Introduction

The need to capture and process big data is the main driving force behind NoSQL database popularity. The stored data must be accessible at all times, from any location, and on any device. One way to cater to the growing demand is to scale up and buy a bigger server. However, it is more efficient to scale out and use a cluster of on-demand servers.

The relational database model is not well-suited for a distributed system spanning multiple machines. NoSQL databases provide a viable solution by focusing on performance and availability while also sacrificing some of the consistency usually identified with relational databases.

This tutorial uses straightforward examples to highlight basic NoSQL concepts, features, and types.

Icons representing the types of NoSQL databases.

What is NoSQL?

NoSQL (Not SQL or Not Only SQL) is a generic term used for databases that do not depend on a relational model. The data does not need to have a strict schema nor the usual SQL table structure. Most commonly, the data is aggregated as key-value pairs, JSON documents, graphs, or wide-column tables.

By using NoSQL databases, you can store immense volumes of unstructured data as it comes in and structure it at a later point. As expected, this leads to much better throughput, read/write speeds, and allows you to scale out servers horizontally.

Non-relational databases, when applied in the right use-case environment, bring significant benefits in terms of performance and flexibility. However, not applying a schema at the data entry point also means it is more difficult to query NoSQL databases, maintain data consistency, and establish relationships between data sets.

Features of NoSQL Databases

It is difficult to form a comprehensive definition due to the number of available NoSQL database solutions and the various NoSQL models used to store data. There are, however, several common attributes that distinguish NoSQL from relational databases.

Schema on Read

A NoSQL database allows you to store data before applying a structure or schema.

The schema is applied by the application code only when it accesses data. This process is often referred to as schema on read.

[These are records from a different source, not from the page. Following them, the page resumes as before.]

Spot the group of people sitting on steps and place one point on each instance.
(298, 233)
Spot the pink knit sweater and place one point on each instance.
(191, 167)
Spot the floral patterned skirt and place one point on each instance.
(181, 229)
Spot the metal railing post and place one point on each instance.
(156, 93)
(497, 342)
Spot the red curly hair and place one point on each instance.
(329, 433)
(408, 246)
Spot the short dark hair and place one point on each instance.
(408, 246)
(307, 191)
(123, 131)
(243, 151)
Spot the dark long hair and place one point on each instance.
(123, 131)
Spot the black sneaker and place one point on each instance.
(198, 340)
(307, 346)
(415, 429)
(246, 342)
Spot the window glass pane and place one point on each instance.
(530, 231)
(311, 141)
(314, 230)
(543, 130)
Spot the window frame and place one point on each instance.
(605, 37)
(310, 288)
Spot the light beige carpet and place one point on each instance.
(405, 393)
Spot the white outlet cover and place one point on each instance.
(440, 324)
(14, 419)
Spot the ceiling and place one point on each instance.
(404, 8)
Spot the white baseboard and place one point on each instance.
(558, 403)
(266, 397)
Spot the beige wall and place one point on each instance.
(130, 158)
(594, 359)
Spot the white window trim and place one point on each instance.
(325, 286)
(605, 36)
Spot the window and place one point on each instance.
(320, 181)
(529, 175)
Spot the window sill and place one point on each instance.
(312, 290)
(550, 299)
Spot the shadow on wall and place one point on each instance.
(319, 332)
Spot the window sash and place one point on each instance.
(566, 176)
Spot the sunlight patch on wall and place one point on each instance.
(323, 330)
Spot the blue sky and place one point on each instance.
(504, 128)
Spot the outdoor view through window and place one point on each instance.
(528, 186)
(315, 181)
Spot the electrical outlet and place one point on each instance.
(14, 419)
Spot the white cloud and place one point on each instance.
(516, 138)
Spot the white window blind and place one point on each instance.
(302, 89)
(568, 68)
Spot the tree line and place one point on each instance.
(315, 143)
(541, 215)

By not structuring data in advance, NoSQL databases can write and read immense volumes of data significantly faster than a relational database can.

NoSQL vs Relational Databases

In contrast, an SQL relational model, structures incoming data before it is written to a database. Predefined schema design is used to classify all the possible data types in advance. The schema is applied across the board as data is structured and stored within tables, columns, and rows.

The structuring of data in a relational database.

The strict tabular structure is an advantage when establishing relationships between tables and database elements. The consistency and integrity of the data are guaranteed by complying with this schema.


Note: For an in-depth comparison of relational and NoSQL databases, please refer to our article SQL vs NoSQL.


Non-Relational Data Model

NoSQL databases do not establish relationships between individual records. One record is usually stored as an individual JSON document and replicated across multiple nodes in a cluster.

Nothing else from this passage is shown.